Programming language and data sets
RhoTermPredict algorithm was written in the Python (v.3.6) language [32], and requires libraries BioPython, numpy, re and openpyxl. It accepts as input bacterial genome sequences, and provides as output the coordinates of putative Rho-dependent terminators elements (RUT and RNAP pause sites) with a score assigned to them that indicates the probability that the extracted region actually corresponds to a Rho-dependent terminator (see below for the scoring assignment method). For Rho-dependent terminator predictions, we used available genomic sequences of the model microorganism E. coli K-12 substr. MG1655 (National Center for Biotechnology Information, accession code NC_000913.3) (see below). For the prediction quality evaluation, we used E. coli K-12 genomic annotation [33] together with relative RNA-Seq data (see below) and a list of Rho-dependent transcription terminators obtained by [18] (see below). In addition to E. coli K-12, with the purpose of evaluating the algorithm performances on other bacterial genomes, we run RhoTermPredict on genome sequences from B. subtilis 168 (NC_000964.3) [17]. In fact, although the transcription termination mechanisms in B. subtilis have remained poorly defined for a long time, recently the action of Rho has been verified in it [17, 21]. The procedure to search for putative Rho-dependent terminators is reported below.

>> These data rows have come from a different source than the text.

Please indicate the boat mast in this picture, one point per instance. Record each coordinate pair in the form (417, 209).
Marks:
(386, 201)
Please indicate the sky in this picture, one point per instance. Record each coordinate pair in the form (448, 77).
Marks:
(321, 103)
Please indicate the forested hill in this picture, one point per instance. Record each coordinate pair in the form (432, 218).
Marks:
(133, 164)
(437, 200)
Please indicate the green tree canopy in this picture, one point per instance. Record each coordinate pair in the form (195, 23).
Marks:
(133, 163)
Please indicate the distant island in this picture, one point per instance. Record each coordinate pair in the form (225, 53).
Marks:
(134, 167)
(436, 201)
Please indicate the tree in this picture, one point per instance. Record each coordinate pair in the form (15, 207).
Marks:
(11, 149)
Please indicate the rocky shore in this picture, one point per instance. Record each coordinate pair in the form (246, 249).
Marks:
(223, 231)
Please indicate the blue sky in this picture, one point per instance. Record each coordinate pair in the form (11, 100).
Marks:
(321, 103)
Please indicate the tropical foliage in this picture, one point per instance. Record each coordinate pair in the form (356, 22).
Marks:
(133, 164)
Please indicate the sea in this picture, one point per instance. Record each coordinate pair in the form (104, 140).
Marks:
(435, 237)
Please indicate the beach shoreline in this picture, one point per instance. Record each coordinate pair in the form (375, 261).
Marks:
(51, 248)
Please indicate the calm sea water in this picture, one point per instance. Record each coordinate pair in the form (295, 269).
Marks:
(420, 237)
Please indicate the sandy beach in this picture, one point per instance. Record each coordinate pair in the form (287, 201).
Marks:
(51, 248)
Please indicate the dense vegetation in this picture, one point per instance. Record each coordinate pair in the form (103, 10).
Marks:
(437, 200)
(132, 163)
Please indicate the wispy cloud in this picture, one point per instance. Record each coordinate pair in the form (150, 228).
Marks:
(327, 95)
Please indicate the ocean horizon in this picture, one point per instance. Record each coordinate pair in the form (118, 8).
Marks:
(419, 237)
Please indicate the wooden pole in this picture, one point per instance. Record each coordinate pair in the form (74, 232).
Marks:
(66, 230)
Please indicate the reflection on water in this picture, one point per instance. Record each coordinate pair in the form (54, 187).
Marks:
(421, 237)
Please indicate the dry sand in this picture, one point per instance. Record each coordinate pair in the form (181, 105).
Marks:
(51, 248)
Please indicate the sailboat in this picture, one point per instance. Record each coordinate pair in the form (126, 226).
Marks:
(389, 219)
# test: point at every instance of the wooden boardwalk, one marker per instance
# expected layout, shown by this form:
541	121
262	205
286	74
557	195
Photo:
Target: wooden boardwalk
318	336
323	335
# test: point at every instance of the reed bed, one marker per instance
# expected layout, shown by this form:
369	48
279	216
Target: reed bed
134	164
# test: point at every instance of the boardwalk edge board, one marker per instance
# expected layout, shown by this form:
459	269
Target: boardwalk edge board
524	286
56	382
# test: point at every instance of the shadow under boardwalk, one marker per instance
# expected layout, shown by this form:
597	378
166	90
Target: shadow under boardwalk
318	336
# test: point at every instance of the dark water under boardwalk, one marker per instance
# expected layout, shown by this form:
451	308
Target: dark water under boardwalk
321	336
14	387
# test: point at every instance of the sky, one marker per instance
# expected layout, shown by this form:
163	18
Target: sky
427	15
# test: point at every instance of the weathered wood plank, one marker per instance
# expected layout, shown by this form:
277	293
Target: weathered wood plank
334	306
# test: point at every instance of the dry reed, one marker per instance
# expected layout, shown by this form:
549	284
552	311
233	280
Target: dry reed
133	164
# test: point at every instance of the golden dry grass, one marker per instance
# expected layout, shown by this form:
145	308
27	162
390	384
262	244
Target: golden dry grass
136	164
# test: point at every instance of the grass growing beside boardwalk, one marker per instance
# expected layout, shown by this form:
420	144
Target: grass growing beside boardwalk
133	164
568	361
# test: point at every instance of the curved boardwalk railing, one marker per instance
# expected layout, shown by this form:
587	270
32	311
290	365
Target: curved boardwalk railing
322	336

Procedure to search for putative rho-dependent terminators
RhoTermPredict actually searches for some mandatory elements (putative RUT and RNAP pause sites) and for other optional elements whose presence could increase the prediction score. RhoTermPredict search is not based on “nucleotide sequence homology”, but rather on “conserved motifs in the nucleotide sequences”, and these motifs were inferred from literature data on RUT sites and on RNA Polymerase pausing sites. In fact, a consensus motif common to all Rho-dependent transcription terminators has been previously proposed in E. coli and S. enterica [5, 9, 28].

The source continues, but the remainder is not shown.